Si la société Thoison apporte à ces objections des réponses qui ne sont pas dépourvues de pertinence, en relevant notamment que les modalités de transmission de la proposition à l’assureur n’ont qu’une valeur probatoire ou que l’article L. 112-2 ne conditionne pas l’obligation de garantie de l’assureur à l’envoi d’un quelconque questionnaire, la contestation opposée par l’assureur implique en l’espèce une interprétation des échanges de courriels entre les parties qui échappe au juge des référés. Seul le juge du fond, si la société Generali persiste dans son refus de garantie, est à même de trancher la contestation ainsi soulevée.
Il n’y a dès lors pas lieu à référé sur la demande de provision formée à titre subsidiaire par la société Thoison contre la société Générali.
III – Sur la demande de garantie formée par la société Generali contre la société BEM et son assureur la MAAF -
Cette demande est sans objet, compte tenu du sort réservé à la demande de garantie de la société Thoison.
* * *
Il sera enfin fait application des dispositions de l’article 700 du code de procédure civile au profit de la société AXA.
PAR CES MOTIFS,
La cour, statuant par arrêt contradictoire et en dernier ressort,
CONSTATE que l’expert a déposé son rapport le 27 octobre 2015 ;
INFIRME l’ordonnance ;
CONDAMNE la société Thoison à payer à la société AXA France Iard la somme de 400 000 euros à titre provisionnel à valoir sur l’indemnisation de son préjudice ;
DIT n’y avoir lieu à référé sur la demande de garantie formée par la société Thoison contre la société Generali Iard ;
DIT sans objet la demande de garantie formée par la société Generali Iard contre la société BEM et la société MAAF ;
CONDAMNE la société Thoison à payer à la société AXA France Iard la somme de 2000 euros au titre de l’article 700 du code de procédure civile pour ses frais non compris dans les dépens de première instance et d’appel ;
REJETTE toute autre demande de ce chef ;
DIT que la société Thoison supportera la charge des dépens de première instance et d’appel, et que les dépens d’appel pourront être recouvrés conformément aux dispositions de l’article 699 du code de procédure civile.

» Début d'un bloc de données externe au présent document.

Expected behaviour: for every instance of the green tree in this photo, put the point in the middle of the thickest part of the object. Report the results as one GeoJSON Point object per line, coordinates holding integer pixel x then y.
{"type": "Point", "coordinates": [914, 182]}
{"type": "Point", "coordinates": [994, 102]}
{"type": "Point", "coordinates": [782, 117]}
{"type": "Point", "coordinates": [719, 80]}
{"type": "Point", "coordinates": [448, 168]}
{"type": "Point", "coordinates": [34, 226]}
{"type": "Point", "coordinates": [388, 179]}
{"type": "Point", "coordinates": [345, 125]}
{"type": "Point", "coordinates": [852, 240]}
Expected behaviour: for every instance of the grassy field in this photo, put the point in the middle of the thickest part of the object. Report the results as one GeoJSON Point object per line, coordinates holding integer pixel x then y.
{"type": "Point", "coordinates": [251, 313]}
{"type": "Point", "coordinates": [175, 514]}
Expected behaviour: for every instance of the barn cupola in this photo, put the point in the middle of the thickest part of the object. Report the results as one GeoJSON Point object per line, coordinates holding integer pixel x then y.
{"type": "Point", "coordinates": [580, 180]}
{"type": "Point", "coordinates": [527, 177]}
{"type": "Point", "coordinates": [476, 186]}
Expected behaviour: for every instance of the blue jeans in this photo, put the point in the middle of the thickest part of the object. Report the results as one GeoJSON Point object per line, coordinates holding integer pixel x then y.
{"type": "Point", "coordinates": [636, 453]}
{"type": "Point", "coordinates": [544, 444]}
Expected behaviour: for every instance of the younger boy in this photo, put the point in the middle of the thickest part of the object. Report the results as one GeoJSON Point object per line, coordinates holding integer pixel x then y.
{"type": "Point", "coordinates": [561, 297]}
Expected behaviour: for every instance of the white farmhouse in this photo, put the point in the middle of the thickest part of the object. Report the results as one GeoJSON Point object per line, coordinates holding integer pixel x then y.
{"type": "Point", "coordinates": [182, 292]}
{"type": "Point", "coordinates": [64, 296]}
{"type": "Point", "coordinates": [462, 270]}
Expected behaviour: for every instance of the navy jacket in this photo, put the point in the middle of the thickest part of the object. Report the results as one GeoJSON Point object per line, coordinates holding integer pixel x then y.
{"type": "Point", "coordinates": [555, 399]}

Arrêt prononcé publiquement par mise à disposition de l’arrêt au greffe de la cour, les parties en ayant été préalablement avisées dans les conditions prévues au deuxième alinéa de l’article 450 du code de procédure civile et signé par Monsieur Jean-Michel SOMMER, président et par Madame Agnès MARIE, greffier, auquel la minute de la décision a été remise par le magistrat signataire.